16. Mr. Singla, learned Counsel for the respondent also submits that the issues raised by the respondent relate to the furnishing of FIRCs. He referred to the observations made by the appellate authority as quoted above and submitted that the decision of the appellate authority is erroneous and the Revenue proposes to file appeals against the Orders-in-Appeal as and when the Appellate Tribunal is constituted.

17. Undisputedly, the Revenue is entitled to file an appeal under Section 112 of the Central Goods and Services Tax Act, 2017, within a period of three months from the date of the order. We are informed that the said period has been extended as the Appellate Tribunal has not been constituted as yet. However, the respondent cannot refuse to comply with the appellate orders on this ground.

18. We are unable to accept that the Revenue can ignore an order passed by the appellate authority on the ground that it proposes to appeal the said order.

19. Suffice it to note that there is no order passed by any competent Court, staying the implementation of the Orders-in-Appeal passed by the appellate authority. The Revenue has also taken no steps for securing orders to that effect.

20. We are also unable to appreciate the insistence on the part of the Revenue for the appellant to file fresh applications for the refund.

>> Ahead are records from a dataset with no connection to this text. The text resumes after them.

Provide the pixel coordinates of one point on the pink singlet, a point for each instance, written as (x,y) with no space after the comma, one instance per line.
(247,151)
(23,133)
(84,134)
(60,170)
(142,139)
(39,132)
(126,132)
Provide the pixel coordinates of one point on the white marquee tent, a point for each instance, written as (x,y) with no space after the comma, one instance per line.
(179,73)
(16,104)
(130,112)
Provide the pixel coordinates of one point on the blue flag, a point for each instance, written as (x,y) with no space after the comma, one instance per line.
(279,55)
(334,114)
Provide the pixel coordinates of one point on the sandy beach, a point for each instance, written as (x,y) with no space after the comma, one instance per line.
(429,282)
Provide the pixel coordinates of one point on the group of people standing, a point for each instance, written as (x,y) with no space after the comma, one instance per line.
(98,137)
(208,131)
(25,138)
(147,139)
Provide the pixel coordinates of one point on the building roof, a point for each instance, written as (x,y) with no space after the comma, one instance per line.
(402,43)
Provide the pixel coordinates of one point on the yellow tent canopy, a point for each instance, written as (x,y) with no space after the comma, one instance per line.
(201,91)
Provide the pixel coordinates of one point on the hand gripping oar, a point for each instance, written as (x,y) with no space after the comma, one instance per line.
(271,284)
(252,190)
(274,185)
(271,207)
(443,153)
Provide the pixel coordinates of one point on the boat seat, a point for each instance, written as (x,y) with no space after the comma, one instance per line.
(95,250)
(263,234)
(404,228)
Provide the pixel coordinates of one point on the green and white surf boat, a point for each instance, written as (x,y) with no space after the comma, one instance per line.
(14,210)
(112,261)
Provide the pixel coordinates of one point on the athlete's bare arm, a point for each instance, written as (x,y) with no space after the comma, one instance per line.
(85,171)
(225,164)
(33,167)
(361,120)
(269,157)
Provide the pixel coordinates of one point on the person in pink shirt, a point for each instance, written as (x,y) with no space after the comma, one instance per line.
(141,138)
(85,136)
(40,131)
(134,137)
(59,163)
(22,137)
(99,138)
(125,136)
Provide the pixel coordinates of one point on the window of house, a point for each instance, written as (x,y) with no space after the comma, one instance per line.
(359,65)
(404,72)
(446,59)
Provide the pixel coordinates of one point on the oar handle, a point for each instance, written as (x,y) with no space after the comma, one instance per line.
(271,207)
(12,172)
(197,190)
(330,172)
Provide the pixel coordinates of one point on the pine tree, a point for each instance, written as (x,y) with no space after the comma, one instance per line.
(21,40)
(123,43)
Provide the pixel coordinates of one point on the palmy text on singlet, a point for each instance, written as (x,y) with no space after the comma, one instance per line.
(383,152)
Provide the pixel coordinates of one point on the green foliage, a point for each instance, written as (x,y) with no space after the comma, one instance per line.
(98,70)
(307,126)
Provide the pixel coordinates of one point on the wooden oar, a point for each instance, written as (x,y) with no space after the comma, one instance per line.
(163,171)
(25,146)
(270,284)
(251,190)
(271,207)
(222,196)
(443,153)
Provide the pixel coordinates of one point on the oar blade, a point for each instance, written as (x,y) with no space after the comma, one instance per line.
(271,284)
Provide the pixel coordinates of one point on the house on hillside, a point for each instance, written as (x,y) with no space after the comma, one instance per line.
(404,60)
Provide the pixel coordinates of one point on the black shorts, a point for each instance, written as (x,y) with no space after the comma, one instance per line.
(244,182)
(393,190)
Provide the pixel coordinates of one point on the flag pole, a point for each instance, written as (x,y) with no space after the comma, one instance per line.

21. Singla fairly states that fresh applications for refund or response to Show Cause Notices are not necessary, considering that the proceedings emanated from the petitioner filing applications for refund, which culminated in Orders-in-Appeals passed by the appellate authority.

22. In view of the above, the refund applications filed by the petitioner to seek implementation of the Orders-in-Orignal and the deficiency memos shall be treated as non est.

23. The appellate authority has not granted any interest on the amount of refund due. However, more than one year has elapsed in case of Order-in-Appeal dated 08.02.2022 and almost ten months have elapsed in respect of Orders-in-Appeal dated 28.07.2022. Plainly, the petitioner cannot be denied interest as payable for the period of delay in refunding the amount due to the petitioner.

24. In view of the aforesaid, we consider it apposite to hold that the petitioner is also be entitled to interest in accordance with law.

25. The present petition is allowed. The respondent is directed to forthwith disburse the petitioner’s claim for refund along with interest as payable in accordance with law.

26. It is, however, clarified that this order would not preclude the respondent from availing statutory remedy against the Orders-in-Appeal in accordance with law.